South African Police Service warns of new hijacking tactics


The criminal mind is always thinking up the next way to rob a hapless victim and in South Africa, we have no choice but to be constantly aware of new tactics and trends. Recently, the South African Police Service (SAPS) released a new list of warnings for South African motorists.

Hijacking is every driver’s worst nightmare. To be happily driving along and abruptly and violently stopped and robbed of your vehicle is both extremely traumatic and sometimes deadly. Each day countless cars are stolen on the roads, and there is no saying which cars are more prone to hijacking as others. Sometimes car theft is opportunistic while other times, it is a well thought out crime. And in some cases, drivers end up losing more than just their cars.

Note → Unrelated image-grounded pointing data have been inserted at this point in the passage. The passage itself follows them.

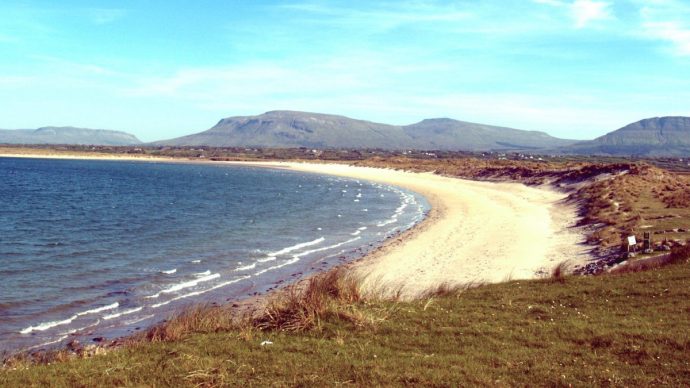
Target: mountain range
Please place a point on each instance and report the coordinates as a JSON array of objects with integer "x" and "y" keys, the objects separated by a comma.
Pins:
[
  {"x": 67, "y": 135},
  {"x": 658, "y": 136},
  {"x": 285, "y": 129}
]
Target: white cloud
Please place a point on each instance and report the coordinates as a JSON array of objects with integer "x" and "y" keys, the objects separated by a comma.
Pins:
[
  {"x": 585, "y": 11},
  {"x": 553, "y": 3},
  {"x": 672, "y": 32}
]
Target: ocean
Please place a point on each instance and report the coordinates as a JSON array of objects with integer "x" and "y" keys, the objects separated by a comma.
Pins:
[{"x": 92, "y": 249}]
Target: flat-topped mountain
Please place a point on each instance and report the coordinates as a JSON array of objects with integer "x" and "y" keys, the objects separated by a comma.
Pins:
[
  {"x": 67, "y": 135},
  {"x": 658, "y": 136},
  {"x": 448, "y": 134},
  {"x": 315, "y": 130}
]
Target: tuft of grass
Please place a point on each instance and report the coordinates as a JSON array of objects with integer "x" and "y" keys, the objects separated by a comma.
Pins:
[
  {"x": 627, "y": 330},
  {"x": 302, "y": 308}
]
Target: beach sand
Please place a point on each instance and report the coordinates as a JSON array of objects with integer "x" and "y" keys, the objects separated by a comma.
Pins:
[{"x": 476, "y": 232}]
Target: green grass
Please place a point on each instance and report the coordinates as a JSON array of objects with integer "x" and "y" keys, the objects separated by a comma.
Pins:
[{"x": 630, "y": 329}]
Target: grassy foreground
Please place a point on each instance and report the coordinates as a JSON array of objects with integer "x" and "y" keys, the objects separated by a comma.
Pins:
[{"x": 628, "y": 329}]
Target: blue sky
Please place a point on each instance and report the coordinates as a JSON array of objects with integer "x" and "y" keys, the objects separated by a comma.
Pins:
[{"x": 162, "y": 69}]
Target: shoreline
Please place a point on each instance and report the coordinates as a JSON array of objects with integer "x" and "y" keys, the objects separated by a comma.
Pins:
[{"x": 475, "y": 232}]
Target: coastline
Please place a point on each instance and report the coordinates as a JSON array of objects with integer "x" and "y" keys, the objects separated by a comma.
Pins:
[{"x": 476, "y": 232}]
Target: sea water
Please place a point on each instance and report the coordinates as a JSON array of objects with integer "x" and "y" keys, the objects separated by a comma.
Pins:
[{"x": 92, "y": 249}]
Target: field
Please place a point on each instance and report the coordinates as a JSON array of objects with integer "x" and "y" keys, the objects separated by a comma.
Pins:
[
  {"x": 628, "y": 329},
  {"x": 625, "y": 329}
]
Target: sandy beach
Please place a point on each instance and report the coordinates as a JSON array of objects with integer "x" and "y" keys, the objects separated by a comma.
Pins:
[{"x": 476, "y": 232}]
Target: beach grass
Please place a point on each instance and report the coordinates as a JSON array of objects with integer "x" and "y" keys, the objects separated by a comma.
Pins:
[{"x": 629, "y": 329}]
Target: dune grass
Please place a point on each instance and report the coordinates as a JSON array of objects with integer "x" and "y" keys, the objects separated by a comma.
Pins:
[{"x": 627, "y": 329}]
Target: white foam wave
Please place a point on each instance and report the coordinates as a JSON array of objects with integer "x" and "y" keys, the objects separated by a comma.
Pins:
[
  {"x": 137, "y": 320},
  {"x": 305, "y": 253},
  {"x": 183, "y": 285},
  {"x": 387, "y": 222},
  {"x": 49, "y": 325},
  {"x": 246, "y": 267},
  {"x": 125, "y": 312},
  {"x": 288, "y": 262},
  {"x": 64, "y": 337},
  {"x": 200, "y": 292},
  {"x": 297, "y": 246}
]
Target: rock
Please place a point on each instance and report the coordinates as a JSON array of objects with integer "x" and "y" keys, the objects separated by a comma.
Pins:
[{"x": 74, "y": 345}]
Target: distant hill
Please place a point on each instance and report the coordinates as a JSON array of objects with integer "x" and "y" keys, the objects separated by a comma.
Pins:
[
  {"x": 658, "y": 136},
  {"x": 67, "y": 135},
  {"x": 316, "y": 130}
]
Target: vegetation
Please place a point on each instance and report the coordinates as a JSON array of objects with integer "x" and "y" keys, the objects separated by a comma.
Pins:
[
  {"x": 625, "y": 328},
  {"x": 628, "y": 329}
]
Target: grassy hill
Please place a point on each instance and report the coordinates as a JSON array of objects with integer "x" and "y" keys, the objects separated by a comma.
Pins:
[{"x": 630, "y": 330}]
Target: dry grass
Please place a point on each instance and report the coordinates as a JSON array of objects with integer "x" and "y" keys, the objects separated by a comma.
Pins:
[
  {"x": 558, "y": 274},
  {"x": 302, "y": 308}
]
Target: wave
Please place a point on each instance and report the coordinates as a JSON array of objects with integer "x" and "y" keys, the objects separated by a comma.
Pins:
[
  {"x": 291, "y": 261},
  {"x": 49, "y": 325},
  {"x": 305, "y": 253},
  {"x": 246, "y": 267},
  {"x": 195, "y": 293},
  {"x": 297, "y": 246},
  {"x": 126, "y": 312},
  {"x": 183, "y": 285}
]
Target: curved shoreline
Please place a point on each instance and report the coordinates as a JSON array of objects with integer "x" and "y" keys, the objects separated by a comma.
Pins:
[{"x": 476, "y": 232}]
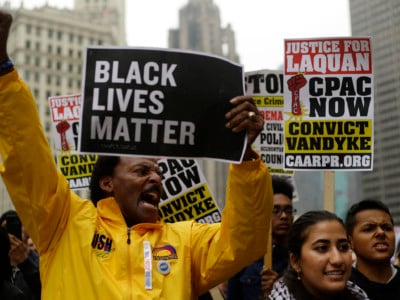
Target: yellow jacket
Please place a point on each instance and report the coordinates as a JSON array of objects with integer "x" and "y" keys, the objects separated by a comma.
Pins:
[{"x": 84, "y": 251}]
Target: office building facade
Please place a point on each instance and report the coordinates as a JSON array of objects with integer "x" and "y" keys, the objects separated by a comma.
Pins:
[
  {"x": 47, "y": 46},
  {"x": 380, "y": 19},
  {"x": 200, "y": 30}
]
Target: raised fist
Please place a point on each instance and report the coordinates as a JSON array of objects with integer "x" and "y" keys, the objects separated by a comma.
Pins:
[{"x": 295, "y": 83}]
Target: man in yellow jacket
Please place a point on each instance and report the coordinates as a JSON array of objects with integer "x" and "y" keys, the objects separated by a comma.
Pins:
[{"x": 118, "y": 248}]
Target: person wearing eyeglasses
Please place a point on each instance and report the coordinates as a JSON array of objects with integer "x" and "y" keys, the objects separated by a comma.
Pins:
[{"x": 253, "y": 282}]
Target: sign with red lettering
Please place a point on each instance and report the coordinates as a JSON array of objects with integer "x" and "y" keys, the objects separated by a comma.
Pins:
[
  {"x": 328, "y": 92},
  {"x": 266, "y": 88},
  {"x": 76, "y": 168}
]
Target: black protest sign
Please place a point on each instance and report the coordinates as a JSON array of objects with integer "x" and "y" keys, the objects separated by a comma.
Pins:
[{"x": 157, "y": 102}]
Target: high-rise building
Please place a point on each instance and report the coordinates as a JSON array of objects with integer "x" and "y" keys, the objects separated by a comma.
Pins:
[
  {"x": 380, "y": 19},
  {"x": 47, "y": 46},
  {"x": 200, "y": 30}
]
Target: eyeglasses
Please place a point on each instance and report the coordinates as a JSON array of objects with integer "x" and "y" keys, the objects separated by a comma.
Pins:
[{"x": 278, "y": 210}]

Kidnapping and even murder are not exactly uncommon in South African hijacking cases. Whether the driver fights back and is killed for his actions, or should a driver be killed for simply seeing the faces of his robbers, it is difficult to say when exactly a hijacking goes wrong.

What we do know, is that hijacking is an issue that we all face, and it is likely that we all have it in the backs of our minds when we get into our vehicles. To help lessen the impact and in some ways perhaps keep drivers safe, the SAPS has shared these new techniques being used.

New Hijacking Methods

Recently, there has been a worrying spate of fake traffic officers committing car-related crimes. Motorists in Mahikeng and other areas of the North West have reported being pulled over by these fake police officers when the “officers” then attempt to steal the vehicle, generally with the victim still inside.

“Following a number of carjacking incidents that were recently reported at various clusters within the province, police urge motorists to be cautious when travelling or stopping alongside the roads or when ordered to stop by other motorists as that could be hijacking suspects.”

“In some instances, particularly in Mahikeng Cluster, unsuspecting motorists were stopped, robbed of their valuables and their vehicles hijacked by people who pretended to be traffic or police officials. Motorists are requested to be vigilant and to report suspicious persons or vehicles at the nearest police stations.” – SAPS statement

The SAPS have stated that their biggest concern is fake traffic cops but that is not their only warning. Those who choose to relieve themselves on the side of the road while travelling are making themselves very much vulnerable. The other issue the police have noticed is that some hijackers have begun staging minor accidents, luring victims to stop and then have their cars stolen.

The police advise drivers to use their common sense while travelling, to drive different routes to avoid being followed, and to not travel alone if possible. There is no fail-safe way to ensure that you won’t be hijacked, instead, you can only be savvy and try to trust your gut instinct.